AMA’s decision to monitor goings-on during the marketing season from the first day to the end is quite noble given the hypocritical nature of some merchants who in recent years have fleeced farmers of potential revenue and even colluded among themselves to erect price ceilings that would not be broken during the entire season.
This has always left farmers licking bruised egos when their huge expectations would just crumble under their watch even if their crop should have fetched higher prices, thanks to their good quality.
It seems merchants have not been paying much attention to matching quality with prices, as they seemed to be just fixing prices from out of the blues.
Now that AMA has demonstrated that they can stamp their authority, something they do not seem to have been doing all the years, it is prudent that they pick from where they would have left this marketing season by giving contractors deadlines to deliver inputs to farmers so that they plant in time.
AMA teams must be on the ground to ensure that inputs are getting to the intended beneficiaries and that nothing is being moved from the input collection points undocumented.
It is also refreshing to note that this season’s payment method may easily be that turning point the cotton industry has been looking for to see new entrants coming on board to produce the white gold.
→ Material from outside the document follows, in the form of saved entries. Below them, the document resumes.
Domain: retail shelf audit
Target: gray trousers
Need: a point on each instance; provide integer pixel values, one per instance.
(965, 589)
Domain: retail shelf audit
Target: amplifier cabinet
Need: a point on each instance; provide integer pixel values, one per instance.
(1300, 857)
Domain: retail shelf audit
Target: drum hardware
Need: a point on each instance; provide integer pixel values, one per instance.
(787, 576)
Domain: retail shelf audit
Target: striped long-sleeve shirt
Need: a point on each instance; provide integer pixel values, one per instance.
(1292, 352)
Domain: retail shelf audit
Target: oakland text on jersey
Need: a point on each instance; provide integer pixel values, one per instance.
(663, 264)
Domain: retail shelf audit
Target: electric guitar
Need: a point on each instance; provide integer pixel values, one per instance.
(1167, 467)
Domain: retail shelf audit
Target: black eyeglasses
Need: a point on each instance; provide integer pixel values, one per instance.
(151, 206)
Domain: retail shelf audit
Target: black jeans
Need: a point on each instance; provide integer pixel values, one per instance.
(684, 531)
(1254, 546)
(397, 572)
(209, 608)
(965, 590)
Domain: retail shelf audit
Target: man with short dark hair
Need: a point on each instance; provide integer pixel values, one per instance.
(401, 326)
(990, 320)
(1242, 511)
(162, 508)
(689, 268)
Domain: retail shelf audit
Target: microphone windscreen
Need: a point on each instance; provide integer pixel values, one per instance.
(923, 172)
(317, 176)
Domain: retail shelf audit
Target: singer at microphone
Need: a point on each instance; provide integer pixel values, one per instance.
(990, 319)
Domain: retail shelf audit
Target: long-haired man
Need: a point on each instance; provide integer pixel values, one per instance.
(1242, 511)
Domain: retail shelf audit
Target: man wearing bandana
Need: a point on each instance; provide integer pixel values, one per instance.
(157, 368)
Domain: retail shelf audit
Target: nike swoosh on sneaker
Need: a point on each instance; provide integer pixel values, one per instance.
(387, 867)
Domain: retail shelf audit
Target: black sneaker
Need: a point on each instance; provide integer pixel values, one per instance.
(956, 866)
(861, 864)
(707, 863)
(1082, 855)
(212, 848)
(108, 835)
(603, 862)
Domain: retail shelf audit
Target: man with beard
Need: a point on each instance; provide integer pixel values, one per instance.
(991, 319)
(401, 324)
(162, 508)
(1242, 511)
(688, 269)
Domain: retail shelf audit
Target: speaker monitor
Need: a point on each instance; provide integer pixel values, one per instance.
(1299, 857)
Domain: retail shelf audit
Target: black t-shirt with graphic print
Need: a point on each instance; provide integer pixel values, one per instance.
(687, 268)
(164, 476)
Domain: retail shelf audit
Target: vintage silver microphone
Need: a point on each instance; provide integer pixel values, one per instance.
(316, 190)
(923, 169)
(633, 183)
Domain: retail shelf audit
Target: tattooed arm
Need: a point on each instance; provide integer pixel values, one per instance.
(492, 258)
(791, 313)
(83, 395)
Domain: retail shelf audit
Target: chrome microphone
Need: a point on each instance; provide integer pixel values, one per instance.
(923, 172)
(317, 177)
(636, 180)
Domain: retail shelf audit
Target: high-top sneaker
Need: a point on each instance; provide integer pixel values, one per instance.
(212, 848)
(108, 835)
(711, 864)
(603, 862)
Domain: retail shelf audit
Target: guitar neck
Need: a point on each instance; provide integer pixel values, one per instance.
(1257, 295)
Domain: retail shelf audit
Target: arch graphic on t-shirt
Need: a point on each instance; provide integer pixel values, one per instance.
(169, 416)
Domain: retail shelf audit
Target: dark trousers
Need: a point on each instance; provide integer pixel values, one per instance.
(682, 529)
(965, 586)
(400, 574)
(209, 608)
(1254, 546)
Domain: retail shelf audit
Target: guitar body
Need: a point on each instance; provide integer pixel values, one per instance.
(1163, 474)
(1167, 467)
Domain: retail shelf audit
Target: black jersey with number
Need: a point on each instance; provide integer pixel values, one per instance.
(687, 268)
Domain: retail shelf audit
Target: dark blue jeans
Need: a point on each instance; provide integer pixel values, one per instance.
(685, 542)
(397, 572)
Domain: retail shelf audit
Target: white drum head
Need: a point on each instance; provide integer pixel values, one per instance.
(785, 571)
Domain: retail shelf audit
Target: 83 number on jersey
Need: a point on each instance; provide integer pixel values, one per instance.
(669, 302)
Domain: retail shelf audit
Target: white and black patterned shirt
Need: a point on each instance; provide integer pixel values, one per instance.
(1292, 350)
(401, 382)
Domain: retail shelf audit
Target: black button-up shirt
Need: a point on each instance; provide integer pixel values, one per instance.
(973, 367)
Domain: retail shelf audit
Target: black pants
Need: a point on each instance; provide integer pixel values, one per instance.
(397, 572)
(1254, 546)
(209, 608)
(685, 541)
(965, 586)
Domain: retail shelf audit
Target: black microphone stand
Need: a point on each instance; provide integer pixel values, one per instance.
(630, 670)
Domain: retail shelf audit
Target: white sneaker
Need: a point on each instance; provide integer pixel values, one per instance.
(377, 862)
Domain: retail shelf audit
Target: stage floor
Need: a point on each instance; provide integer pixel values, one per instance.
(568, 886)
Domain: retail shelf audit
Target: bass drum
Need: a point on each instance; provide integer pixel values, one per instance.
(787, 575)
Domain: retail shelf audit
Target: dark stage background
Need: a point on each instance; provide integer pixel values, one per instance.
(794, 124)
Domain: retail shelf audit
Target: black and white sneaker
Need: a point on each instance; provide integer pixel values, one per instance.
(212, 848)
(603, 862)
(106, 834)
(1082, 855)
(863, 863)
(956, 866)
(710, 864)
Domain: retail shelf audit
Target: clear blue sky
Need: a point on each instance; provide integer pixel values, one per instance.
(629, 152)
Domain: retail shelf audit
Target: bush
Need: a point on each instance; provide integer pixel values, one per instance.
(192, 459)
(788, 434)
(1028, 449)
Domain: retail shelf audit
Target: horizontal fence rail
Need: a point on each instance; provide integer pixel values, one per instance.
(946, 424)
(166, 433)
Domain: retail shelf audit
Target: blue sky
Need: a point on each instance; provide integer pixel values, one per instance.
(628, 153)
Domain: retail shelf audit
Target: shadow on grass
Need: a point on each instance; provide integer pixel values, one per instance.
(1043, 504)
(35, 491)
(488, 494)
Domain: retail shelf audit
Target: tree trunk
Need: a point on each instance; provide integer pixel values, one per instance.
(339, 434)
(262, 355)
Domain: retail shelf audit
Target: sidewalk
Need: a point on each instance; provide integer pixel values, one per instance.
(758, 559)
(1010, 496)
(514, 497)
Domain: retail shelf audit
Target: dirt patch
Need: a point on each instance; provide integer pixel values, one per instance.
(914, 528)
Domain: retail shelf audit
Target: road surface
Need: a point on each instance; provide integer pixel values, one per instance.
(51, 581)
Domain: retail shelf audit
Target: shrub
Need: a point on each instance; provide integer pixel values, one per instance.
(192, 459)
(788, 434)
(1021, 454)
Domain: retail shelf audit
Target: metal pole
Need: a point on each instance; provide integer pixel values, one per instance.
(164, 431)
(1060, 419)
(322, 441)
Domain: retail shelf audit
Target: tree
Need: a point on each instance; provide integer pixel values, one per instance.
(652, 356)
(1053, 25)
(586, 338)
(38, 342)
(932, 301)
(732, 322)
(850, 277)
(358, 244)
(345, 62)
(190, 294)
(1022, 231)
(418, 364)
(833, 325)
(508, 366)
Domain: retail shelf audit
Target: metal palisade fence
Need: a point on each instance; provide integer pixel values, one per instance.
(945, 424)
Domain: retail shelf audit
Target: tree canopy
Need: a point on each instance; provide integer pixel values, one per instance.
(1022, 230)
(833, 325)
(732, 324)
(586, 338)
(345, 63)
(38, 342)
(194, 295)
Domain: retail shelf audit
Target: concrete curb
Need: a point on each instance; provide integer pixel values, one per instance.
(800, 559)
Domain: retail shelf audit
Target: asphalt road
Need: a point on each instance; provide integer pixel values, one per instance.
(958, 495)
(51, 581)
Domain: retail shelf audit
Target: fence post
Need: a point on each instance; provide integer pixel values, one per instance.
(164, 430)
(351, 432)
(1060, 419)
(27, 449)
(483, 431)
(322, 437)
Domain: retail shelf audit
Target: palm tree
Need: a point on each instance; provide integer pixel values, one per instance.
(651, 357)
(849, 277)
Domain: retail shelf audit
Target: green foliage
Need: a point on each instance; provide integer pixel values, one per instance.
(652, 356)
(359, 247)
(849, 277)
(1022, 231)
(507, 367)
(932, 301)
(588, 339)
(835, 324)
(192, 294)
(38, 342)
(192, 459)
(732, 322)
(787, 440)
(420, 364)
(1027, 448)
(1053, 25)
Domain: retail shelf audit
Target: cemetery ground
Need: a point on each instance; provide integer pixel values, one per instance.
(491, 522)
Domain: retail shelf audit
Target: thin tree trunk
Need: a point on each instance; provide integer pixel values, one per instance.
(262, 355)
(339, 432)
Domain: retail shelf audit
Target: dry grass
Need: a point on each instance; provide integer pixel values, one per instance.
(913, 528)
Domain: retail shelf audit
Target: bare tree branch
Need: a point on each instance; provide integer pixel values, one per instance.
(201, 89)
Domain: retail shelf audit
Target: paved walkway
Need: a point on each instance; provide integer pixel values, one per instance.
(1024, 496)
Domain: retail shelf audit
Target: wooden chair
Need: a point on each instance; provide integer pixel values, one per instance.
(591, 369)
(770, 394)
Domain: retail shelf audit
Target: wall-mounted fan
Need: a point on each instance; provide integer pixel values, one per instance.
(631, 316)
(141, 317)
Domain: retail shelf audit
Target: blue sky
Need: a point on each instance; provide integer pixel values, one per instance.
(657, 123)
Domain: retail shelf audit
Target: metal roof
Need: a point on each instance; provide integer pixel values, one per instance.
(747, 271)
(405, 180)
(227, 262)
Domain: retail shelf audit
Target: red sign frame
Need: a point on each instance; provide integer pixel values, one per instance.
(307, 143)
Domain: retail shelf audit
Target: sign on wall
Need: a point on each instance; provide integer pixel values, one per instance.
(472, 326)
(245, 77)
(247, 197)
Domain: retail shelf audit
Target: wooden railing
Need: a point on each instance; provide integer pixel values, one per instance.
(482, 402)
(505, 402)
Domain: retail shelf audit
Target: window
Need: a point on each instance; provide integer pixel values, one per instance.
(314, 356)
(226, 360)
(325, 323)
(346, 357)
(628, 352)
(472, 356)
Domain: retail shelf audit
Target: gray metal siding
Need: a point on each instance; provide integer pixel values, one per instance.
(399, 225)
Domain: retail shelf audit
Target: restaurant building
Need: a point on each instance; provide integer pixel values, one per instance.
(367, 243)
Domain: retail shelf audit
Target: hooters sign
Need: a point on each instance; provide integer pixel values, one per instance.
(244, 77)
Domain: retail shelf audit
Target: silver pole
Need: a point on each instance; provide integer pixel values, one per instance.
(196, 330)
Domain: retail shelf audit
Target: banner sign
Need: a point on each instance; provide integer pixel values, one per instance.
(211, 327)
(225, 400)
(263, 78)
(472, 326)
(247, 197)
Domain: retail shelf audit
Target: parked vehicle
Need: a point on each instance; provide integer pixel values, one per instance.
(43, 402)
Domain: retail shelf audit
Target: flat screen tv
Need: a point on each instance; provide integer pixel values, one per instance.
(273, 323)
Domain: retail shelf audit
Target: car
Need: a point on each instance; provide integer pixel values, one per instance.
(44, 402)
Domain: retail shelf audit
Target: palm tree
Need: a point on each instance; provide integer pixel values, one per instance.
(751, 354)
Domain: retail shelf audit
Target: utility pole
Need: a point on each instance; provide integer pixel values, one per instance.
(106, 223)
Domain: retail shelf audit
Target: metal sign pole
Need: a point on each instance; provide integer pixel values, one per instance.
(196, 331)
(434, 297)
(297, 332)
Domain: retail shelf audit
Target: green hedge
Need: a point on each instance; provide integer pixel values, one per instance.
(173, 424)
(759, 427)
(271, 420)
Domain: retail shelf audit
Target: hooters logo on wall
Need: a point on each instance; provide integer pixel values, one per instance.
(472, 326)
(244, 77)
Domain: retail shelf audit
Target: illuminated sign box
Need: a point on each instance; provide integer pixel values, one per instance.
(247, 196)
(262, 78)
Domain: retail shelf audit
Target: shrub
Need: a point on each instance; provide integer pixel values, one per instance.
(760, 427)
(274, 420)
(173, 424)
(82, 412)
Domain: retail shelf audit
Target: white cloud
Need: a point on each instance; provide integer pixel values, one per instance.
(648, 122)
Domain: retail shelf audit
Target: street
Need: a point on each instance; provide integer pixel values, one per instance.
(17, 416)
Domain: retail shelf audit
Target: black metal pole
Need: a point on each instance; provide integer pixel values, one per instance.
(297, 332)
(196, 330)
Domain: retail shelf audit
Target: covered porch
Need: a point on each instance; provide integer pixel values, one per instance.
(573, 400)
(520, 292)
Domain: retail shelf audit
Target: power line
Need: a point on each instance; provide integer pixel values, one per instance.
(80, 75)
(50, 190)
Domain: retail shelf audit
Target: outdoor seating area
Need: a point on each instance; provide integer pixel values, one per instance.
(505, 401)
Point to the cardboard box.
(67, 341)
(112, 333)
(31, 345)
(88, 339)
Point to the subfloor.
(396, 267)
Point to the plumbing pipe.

The plain truth is that all farmers now produce crops for both food security and business.
If the crop is not a source of food and is meant for the market, then farmers are happy with producing it well and selling it to raise an income with which they will then proceed to buy food.
These developments in the cotton industry must be upheld and even enforced to ensure there is security in producing the crop while making sure they bring better fortunes for farmers. The boot must be on the other foot for the farmers now.